Na sentença, Helio condenou a empresa a ressarcir o consumidor. Em sua decisão, ele considerou que a área externa da residência legitimamente pertence às lagartixas, à cata de mosquitos e outros insetos. Assim, caberia ao fabricante providenciar a lacração do motor externo, pois não se poderia exigir que o dono do ar-condicionado ficasse caçando lagartixas pelas paredes em vez de se refrescar dentro de casa. A sentença foi confirmada pela Turma de Recursos em 2013, repercutindo amplamente em publicações especializadas do direito e nos veículos jornalísticos em geral.
"Mostra como uma sentença pode ser compreendida por uma criança", diz desembargador
Pois agora, uma década depois do processo aportar em seu gabinete, o desembargador foi surpreendido com seu julgado estampado em um livro de língua portuguesa, distribuído ao 5º ano do ensino fundamental. Trata-se de um dos títulos da "Coleção Lendo o Mundo", editado este ano por uma plataforma de educação com mais de 900 escolas parceiras em todo o Brasil. O livro reproduz uma das notícias divulgadas a partir da decisão judicial, incluindo uma ilustração lúdica do magistrado. Helio tomou conhecimento da publicação por meio de um amigo de seu filho.
"O mais relevante é que se trata de um ato do Poder Judiciário que foi colocado em um livro de ensino fundamental. Isso é muito importante porque mostra como uma sentença judicial, que tradicionalmente é uma peça formal e solene, pode ser compreendida por uma criança. Pode conter bom humor, desde que seja feita com clareza, objetividade, e resolva o conflito de forma justa", analisa o desembargador.

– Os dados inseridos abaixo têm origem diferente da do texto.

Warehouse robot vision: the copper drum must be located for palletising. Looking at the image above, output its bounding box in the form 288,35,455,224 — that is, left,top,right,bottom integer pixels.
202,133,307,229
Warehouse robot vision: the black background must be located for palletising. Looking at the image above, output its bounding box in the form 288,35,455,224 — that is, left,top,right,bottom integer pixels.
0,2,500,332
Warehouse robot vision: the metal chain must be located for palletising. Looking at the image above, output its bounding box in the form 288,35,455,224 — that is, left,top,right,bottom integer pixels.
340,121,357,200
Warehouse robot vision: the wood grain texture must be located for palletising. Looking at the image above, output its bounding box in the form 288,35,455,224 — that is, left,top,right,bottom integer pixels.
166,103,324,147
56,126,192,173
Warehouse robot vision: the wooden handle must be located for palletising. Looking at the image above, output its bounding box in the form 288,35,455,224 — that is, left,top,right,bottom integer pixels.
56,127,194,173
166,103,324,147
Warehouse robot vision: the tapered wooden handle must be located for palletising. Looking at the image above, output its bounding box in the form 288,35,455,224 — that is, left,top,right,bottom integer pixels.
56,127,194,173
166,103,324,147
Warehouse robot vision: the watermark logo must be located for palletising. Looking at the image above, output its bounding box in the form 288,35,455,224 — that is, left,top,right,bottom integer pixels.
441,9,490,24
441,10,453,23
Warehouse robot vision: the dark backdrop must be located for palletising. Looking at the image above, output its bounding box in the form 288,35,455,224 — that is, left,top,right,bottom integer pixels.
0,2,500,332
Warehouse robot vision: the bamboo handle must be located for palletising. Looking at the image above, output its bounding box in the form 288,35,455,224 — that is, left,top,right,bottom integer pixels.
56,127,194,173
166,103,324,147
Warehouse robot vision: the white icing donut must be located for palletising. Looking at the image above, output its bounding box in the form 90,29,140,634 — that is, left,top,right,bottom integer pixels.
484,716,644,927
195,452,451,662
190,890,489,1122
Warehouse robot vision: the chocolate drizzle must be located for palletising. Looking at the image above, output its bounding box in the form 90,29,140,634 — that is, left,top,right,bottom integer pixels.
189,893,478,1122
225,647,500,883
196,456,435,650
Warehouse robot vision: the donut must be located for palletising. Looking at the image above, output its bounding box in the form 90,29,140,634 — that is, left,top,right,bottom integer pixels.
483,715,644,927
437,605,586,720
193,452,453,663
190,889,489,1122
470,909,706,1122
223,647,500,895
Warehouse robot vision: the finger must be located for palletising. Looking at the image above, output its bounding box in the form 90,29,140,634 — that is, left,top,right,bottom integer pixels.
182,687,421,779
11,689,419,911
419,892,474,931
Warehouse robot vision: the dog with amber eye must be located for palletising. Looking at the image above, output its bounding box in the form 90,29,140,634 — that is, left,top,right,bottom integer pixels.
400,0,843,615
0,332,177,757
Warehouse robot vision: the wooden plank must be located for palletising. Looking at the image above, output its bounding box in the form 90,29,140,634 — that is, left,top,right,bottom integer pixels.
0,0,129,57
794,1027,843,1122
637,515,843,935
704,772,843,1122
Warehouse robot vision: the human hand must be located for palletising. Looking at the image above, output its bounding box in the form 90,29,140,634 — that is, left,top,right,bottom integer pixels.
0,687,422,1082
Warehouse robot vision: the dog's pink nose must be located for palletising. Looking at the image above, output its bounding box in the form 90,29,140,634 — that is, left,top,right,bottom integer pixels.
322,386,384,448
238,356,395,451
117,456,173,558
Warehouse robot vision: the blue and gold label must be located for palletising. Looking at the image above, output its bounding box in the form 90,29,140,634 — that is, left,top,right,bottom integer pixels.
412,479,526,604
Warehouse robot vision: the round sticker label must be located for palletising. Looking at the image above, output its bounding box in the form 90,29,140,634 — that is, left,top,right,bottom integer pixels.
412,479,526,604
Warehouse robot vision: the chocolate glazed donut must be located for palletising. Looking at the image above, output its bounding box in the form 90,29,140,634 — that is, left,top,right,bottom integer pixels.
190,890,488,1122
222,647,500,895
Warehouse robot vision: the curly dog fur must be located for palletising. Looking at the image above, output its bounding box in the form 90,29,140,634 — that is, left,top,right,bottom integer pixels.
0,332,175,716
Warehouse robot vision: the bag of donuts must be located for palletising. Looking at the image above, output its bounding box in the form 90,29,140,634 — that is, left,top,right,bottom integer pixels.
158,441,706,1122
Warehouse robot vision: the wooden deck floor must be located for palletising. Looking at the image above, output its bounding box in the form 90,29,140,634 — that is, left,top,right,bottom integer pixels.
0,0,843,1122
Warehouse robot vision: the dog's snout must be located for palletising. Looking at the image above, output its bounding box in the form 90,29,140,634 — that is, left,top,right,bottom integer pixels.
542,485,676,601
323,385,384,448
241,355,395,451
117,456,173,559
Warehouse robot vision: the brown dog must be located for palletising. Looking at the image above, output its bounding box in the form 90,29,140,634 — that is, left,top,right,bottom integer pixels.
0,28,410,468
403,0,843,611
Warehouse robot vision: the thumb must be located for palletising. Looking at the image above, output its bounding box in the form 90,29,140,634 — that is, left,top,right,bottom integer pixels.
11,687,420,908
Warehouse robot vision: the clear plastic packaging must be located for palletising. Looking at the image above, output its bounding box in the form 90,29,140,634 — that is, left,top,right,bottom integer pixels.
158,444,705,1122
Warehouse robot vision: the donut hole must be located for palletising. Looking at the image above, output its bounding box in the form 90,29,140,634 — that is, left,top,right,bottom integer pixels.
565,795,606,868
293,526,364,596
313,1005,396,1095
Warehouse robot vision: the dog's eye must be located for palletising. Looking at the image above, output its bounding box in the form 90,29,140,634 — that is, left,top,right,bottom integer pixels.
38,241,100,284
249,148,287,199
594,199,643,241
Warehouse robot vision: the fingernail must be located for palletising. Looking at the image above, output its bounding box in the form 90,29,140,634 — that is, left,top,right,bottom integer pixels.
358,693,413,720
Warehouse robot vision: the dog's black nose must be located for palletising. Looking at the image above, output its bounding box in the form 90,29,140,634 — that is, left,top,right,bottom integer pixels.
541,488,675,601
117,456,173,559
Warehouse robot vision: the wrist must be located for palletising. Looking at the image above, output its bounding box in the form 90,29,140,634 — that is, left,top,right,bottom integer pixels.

O alcance daquela sentença, avalia Helio, mostra que é possível desmistificar o juridiquês, tão empregado no meio do direito. "Usamos uma linguagem pomposa para falar coisas que podem ser ditas de uma maneira simples e objetiva. Se a sentença está em um livro de ensino fundamental é porque uma criança pode entender o que está escrito. As coisas não precisam ser colocadas numa linguagem hermética", conclui.